Namun saat itu, ibadah puasa ini masih "ala kadarnya" dan merujuk tata cara puasa kaum-kaum terdahulu (kama kutiba ala latzina min qablikum).
Di praktik puasa "ahlul kitab" ini masih banyak umat Islam yang menjimak istrinya di siang, atau subuh hari; setelah sahur, bahkan ada sahabat yang diriwayatkan saat i'tiqaf Ramadan di masjid, pulang dan langsung masuk ke bilik istrinya.
"... Allah mengetahui bahwasanya kamu tak dapat menahan nafsumu, karena itu Allah mengampuni kamu dan memberi maaf kepadamu. Maka sekarang campurilah mereka dan ikutilah apa yang telah ditetapkan Allah untukmu, dan makan minumlah hingga jelas bagimu benang putih dari benang hitam, yaitu fajar. Kemudian sempurnakanlah puasa itu sampai malam, (tetapi) janganlah kamu campuri mereka itu, sedang kamu beri’tikaf dalam masjid. Itulah larangan Allah, maka janganlah kamu mendekatinya. Demikianlah Allah menerangkan ayat-ayat-Nya kepada manusia, supaya mereka bertakwa.” (QS. Al-Baqarah: 187)

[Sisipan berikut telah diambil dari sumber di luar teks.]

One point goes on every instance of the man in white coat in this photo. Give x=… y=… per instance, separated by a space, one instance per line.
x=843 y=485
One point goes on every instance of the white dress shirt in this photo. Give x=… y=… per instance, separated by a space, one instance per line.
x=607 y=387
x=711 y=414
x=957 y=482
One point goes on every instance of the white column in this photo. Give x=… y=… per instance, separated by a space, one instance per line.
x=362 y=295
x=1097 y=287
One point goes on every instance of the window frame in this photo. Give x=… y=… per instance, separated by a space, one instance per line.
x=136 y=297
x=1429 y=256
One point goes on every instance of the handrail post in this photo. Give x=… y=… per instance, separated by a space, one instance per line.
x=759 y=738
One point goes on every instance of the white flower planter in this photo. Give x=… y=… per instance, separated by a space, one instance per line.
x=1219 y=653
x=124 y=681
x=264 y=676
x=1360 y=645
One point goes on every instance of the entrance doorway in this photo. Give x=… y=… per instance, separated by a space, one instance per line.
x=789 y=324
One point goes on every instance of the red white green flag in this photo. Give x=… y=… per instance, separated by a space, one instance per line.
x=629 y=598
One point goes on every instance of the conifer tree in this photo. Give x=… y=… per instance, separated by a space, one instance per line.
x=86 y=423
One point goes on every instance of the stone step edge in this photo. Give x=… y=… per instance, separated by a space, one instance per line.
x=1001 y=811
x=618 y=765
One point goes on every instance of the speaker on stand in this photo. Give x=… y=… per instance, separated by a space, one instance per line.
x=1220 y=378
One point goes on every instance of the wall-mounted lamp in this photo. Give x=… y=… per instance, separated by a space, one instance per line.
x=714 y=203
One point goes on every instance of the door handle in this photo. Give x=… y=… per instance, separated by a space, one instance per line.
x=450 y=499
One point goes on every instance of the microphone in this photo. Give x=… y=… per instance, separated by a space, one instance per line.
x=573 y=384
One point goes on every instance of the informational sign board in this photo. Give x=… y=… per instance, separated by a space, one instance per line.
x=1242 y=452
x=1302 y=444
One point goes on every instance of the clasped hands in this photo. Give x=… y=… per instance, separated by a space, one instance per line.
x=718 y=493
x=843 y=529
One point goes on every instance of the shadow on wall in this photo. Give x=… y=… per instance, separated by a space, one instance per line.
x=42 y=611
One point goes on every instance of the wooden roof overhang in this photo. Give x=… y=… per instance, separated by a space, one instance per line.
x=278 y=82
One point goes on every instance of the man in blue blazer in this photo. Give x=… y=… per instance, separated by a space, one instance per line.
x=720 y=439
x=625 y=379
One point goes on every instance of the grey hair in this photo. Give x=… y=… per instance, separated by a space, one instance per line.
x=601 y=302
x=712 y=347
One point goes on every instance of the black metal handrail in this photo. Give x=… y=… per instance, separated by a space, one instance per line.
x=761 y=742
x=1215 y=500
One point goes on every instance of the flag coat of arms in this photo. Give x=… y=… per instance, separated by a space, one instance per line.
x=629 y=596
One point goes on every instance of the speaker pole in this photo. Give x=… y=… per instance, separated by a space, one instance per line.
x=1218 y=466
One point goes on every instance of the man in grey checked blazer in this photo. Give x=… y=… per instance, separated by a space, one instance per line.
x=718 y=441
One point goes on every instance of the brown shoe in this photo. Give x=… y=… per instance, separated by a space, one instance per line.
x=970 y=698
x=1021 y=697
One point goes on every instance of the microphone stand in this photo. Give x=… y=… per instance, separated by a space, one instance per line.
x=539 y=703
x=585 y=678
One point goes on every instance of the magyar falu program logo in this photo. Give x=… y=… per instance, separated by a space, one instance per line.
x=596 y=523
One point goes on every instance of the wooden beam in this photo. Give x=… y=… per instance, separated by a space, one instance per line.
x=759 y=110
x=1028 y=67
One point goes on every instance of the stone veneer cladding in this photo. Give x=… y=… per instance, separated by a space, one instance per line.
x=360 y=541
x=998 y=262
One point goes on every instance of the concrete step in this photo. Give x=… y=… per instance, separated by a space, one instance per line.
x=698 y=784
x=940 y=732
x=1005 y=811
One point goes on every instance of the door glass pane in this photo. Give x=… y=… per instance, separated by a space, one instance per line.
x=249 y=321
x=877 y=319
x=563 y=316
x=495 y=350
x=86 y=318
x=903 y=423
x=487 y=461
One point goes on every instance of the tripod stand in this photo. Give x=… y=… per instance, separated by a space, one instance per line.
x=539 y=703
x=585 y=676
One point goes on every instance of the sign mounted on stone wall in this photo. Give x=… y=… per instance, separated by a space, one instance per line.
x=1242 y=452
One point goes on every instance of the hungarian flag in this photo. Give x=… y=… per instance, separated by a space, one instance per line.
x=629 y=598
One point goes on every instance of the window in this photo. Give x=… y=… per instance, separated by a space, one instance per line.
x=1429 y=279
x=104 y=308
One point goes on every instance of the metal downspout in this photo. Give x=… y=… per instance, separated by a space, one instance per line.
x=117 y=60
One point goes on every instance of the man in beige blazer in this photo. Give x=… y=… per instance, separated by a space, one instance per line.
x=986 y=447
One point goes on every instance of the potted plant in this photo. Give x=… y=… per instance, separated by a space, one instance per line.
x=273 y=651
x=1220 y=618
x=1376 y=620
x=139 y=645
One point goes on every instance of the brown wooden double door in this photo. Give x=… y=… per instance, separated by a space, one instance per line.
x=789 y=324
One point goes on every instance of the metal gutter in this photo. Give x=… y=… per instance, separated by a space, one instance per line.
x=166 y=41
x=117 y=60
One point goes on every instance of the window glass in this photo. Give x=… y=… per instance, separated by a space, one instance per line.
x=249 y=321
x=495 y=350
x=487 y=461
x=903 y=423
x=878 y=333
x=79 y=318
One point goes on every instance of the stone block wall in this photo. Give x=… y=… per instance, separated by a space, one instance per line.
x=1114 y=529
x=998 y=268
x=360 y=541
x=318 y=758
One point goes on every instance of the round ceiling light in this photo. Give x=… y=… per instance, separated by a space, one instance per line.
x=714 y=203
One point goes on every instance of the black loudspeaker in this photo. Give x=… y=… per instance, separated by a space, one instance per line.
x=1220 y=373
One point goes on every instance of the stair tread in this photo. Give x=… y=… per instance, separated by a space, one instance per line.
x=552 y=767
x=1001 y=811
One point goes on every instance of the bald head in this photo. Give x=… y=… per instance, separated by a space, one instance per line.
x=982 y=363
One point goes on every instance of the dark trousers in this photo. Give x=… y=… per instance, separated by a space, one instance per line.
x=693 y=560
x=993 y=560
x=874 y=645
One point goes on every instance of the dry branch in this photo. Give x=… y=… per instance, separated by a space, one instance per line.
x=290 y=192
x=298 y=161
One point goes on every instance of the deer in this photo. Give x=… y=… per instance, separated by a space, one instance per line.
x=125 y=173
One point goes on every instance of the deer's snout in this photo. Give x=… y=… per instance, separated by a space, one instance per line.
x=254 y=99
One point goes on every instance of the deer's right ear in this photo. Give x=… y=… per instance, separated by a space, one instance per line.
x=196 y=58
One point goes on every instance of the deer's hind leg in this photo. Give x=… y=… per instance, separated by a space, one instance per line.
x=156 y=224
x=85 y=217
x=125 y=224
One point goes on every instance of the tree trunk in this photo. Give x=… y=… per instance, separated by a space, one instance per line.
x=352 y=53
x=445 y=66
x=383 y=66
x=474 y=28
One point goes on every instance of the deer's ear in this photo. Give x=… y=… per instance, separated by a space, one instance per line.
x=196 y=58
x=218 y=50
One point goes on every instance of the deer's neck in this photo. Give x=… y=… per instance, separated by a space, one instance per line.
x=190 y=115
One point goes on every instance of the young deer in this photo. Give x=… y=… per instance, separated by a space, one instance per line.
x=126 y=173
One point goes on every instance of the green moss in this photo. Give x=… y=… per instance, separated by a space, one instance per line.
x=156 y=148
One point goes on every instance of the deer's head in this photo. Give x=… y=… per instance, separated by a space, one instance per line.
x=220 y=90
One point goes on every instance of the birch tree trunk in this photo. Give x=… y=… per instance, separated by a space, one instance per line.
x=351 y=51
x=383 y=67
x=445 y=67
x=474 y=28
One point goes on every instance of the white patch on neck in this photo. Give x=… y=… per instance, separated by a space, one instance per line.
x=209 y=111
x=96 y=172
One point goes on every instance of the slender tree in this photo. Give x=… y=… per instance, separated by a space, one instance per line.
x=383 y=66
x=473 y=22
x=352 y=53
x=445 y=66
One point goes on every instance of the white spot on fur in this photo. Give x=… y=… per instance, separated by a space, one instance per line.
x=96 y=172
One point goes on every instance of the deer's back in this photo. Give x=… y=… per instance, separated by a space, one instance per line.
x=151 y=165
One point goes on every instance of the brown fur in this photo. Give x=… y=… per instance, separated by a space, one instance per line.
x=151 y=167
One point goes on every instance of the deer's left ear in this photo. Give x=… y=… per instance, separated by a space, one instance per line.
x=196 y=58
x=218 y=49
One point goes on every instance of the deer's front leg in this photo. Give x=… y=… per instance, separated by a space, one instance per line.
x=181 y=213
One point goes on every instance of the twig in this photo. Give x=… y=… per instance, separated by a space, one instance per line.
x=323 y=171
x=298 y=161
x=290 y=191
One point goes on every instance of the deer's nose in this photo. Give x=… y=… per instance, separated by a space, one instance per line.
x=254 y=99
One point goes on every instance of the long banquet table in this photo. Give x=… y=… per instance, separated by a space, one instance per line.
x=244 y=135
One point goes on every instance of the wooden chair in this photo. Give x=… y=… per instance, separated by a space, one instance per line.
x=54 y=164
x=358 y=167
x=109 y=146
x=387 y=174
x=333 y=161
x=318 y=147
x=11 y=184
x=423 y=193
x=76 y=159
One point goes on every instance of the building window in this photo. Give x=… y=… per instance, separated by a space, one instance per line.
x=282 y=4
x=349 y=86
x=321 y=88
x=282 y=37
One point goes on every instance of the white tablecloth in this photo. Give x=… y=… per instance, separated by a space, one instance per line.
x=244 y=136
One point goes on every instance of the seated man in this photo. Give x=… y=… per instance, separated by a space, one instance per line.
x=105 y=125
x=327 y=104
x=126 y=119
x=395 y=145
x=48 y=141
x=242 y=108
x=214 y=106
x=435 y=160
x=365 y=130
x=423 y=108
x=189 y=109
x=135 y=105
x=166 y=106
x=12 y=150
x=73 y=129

Asbabun Nuzul (konteks turunnya ayat ketiga dan mendetail perintah puasa ini) sejatinya merujuk kisah sahabat Umar bin Khattab RA.
Dikisahkan dalam Tafsir Ibnu Katsir, di satu malam Ramadan tahun 2 Hijriyah (642 M) atau 1440 tahun silam, Umar baru kembali dari majelis ilmu di rumah Nabi shallallahu ‘alayhi wa sallam.
Saat itu Umar pulang bersama Kaab setelah begadang di rumah Nabi di Yasrib, kini Madinah Al Munawwarah.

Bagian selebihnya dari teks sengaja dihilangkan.